Fotograma donde se representan a Ramses II junto a Nefertari de la película de producción brasileña realizada en el 2016, "Moisés y los diez mandamientos". Se cree que Ramses II fue contemporáneo de la época de Moisés, conocido en la Biblia por "El faraón del Éxodo, o el Opresor."
Nefertari Meryetmut cuyo significado es de “bella compañera, amada de la diosa Mut”. Compartió a su esposo con otra mujer como esposa real, Isis-Nefert (aprox. 1.285-1.250 a. C.), que fuera la 1ª esposa cuyo significado sería Isis la bella, y disputaría con Nefertari su derecho de sucesión con sus hijos. Apenas hay documentos sobre ella y se especula que se casó siendo una niña con el faraón (la tumba de esta reina no ha sido descubierta). Hay pocos monumentos en su honor, aunque sí parece que lograra ganar los derechos sucesorios de sus hijos. Pasó a ocupar un segundo plano casi a la atura de las concubinas reales, desplazada por la personalidad y carisma de Nefertari que jugó una importante trascendencia. No sólo ocupó el corazón del faraón, sino que intervino en la toma de las decisiones políticas que establece alianzas con el pujante Imperio Hitita, y asumió también un papel religioso como diosa, igualada a Cleopatra VII.

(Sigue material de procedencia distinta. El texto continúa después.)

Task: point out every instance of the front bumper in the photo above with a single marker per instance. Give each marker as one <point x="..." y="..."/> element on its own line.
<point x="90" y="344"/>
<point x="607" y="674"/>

En el enclave arqueológico de Abu Simbel, se halló un templo dedicado a ella personificada como la diosa Hathor, la entrada a este recinto está hermosamente decorada de imágenes de Nefertari con sus hijos y con una especial dedicatoria amorosa de Ramsés II.

Templo de Nefertari

Cuando Ernesto Schiaparelli descubriera su tumba en el Valle de las Reinas (Luxor) en 1.904, ya el recinto (QV 66) había sido saqueado y los ladrones lo habían vaciado de sus tesoros. Sólo encontró algunos objetos y apenas unos trozos del sarcófago de granito rosa y de la momia (sólo se hallaron parte de sus piernas). Lo maravilloso fue lo espectacular de su tumba representada por todos lados en pintadas y muestras de arte egipcio en un recinto pequeño. Se halla con su característica corona de en forma de buitre dorado con las alas extendidas sobre las sienes, hermoso cabello negro, luciendo un ancho collar dorado y con vestimenta de un blanco semitransparente. En todas las pinturas está bellísima, incluso con el dios de la muerte Anubis. 


Su periodo histórico corresponde a posteridad de la mítica Nefertiti y con la que pudo estar emparentada, ya que en el lugar donde reposó su tumba lleva posesiones del faraón Ay así como el origen de su nombre, cual indica cercanía a esta dinastía con lo cual se especula que fuera su abuelo o bisabuelo. Si se confirmara que pertenece a aquella dinastía, Ramsés II y Nefertari habrían sido hermanos por parte de padre.